Mas se tudo se dirige para o definhamento, a decadência, a demência e a morte, porque razão assistimos a tal empresa sem asco? A resposta já a dei antes, Jean-Louis Trintignant e Emmanuelle Riva. O par de actores dão corpo às personagens (os mesmos Georges e Anne que vêm protagonizando os filmes do realizador) e impedem que Haneke puxe os fios a seu prazer (como é costume). E por entre os horrores diários que o lidar com um enfermo acarreta temos momentos de candura: seja a aparição da mulher saudável através do poder invocativo da música, ou, mais uma vez, através de uma canção a mulher, já quase demente, consegue dar uns ares de felicidade. Ainda assim, nunca há um beijo e o contacto entre os dois é sempre filtrado por um acto médico (cena arrepiante, depois de vários anos casados Anne vai descrevendo ao marido como a deve abraçar para a poder transferir da cadeira de rodas para a cama). Haneke usa a elipse a rodos com o objectivo de nos aterrorizar, a cada salto deparamo-nos com Anne cada vez mais decadente, de saudável passa a paralítica, daí a acamada e depois são só gemidos.
A certa altura, depois de uma discussão sobre se deveriam colocar a senhora num lar, Georges pede para que se fale de outra coisa e a filha (Huppert) responde que não há mais nada a falar; não será por acaso que quando Georges sonha com sair de casa (e é só para ir ao corredor) uma mão vinda sabe-se lá d’onde agarra-o – nem em sonhos podes fugir.

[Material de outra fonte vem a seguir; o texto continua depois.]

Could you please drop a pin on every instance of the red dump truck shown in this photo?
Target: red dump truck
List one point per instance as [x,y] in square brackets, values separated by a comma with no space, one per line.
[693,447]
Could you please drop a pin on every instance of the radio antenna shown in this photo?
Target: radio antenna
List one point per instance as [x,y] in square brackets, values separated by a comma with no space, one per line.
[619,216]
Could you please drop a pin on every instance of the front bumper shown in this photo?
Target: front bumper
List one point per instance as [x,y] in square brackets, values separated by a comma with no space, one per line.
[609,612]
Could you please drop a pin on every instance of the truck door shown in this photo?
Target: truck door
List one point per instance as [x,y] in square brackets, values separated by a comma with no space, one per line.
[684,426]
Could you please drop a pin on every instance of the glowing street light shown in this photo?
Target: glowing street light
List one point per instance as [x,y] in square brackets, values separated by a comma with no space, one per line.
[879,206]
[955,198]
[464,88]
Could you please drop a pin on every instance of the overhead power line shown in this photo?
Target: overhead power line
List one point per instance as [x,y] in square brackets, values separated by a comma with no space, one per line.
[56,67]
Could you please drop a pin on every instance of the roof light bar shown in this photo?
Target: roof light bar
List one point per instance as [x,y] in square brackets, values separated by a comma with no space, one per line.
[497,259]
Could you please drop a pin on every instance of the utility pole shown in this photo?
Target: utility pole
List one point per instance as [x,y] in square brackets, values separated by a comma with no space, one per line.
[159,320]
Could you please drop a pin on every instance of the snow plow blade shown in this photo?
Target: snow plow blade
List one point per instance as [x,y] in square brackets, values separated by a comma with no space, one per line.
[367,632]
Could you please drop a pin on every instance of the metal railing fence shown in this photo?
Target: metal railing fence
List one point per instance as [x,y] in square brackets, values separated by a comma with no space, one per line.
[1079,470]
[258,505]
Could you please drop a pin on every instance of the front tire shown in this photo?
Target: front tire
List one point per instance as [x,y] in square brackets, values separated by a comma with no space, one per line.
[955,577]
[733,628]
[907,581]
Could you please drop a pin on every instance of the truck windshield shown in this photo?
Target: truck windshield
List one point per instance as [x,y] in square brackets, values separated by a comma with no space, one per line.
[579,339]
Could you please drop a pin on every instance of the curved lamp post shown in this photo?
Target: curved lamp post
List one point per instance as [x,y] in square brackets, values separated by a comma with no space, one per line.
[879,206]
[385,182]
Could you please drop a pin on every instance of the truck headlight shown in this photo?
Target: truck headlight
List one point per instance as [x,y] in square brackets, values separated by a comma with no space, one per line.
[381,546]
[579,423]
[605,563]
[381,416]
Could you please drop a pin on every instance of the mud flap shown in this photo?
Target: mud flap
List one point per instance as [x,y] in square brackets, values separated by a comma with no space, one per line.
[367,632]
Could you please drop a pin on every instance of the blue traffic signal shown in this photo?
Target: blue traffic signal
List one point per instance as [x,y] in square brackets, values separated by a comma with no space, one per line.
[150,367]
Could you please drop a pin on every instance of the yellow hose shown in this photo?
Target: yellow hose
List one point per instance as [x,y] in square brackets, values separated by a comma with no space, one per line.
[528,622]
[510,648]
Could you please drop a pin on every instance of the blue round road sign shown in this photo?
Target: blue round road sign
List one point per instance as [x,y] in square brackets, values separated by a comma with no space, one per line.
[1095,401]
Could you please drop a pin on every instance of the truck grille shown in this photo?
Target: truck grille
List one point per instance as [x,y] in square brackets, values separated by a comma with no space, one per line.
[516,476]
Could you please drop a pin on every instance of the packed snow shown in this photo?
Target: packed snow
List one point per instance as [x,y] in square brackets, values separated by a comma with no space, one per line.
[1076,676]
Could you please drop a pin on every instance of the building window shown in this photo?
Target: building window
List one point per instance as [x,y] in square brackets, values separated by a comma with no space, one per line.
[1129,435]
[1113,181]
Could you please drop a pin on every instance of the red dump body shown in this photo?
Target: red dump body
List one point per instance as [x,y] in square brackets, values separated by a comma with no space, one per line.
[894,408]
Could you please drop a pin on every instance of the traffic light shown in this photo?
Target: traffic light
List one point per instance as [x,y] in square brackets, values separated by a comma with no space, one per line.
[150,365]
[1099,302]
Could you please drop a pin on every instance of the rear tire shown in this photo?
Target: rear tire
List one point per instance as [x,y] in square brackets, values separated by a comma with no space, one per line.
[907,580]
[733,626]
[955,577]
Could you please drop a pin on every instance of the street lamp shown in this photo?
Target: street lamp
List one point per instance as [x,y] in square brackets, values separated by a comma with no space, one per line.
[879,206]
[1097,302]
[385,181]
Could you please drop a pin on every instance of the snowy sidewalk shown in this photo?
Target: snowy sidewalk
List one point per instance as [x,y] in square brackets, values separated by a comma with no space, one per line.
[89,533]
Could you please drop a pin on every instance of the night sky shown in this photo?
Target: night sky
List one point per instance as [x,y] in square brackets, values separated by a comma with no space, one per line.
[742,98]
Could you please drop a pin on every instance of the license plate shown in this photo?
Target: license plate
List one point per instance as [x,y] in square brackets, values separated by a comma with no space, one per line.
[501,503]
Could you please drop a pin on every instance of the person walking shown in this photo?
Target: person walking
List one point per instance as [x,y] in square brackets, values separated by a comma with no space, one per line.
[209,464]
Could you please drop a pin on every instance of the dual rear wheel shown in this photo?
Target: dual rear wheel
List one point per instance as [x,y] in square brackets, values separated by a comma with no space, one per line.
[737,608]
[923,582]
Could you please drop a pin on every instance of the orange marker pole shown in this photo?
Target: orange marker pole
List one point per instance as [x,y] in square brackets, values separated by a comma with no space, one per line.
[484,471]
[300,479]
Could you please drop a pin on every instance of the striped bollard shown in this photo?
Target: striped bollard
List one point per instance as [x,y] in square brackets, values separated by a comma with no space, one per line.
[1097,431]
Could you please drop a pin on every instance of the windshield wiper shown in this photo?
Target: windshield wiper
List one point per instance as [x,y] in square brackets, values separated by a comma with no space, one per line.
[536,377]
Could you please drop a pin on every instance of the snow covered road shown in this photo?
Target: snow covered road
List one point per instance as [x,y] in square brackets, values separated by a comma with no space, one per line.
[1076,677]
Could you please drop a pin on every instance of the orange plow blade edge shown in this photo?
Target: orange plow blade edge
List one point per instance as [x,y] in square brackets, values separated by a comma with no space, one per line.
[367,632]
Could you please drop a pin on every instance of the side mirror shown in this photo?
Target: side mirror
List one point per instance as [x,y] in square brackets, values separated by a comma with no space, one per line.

A morte da companheira é como um buraco negro e Haneke delicia-se a filmar as rodas da espiral. Como o Luís Mendonça salientou no sua cobertura ao LEFFest, a certa altura Georges afirma que há coisas que não se devem ver, só ele, por ser marido tem a obrigação de lidar com a morte da parceira. Pois bem, se a personagem o disse o realizador ouviu e … rapidamente esqueceu. Para ele não há nada que não se posso filmar analiticamente e nós (espectadores) temos que suportar. Na entrevista que dá ao Ípsilon desta semana Haneke diz: “Eu acho que as pessoas aguentam muito mais do que julgam. Se se aguenta a vida, também se aguenta este filme”. Mas como os portugueses também aguentam as medidas de austeridade, não quer dizer que elas se devam aplicar, mas lá que aguentamos, lá isso aguentamos.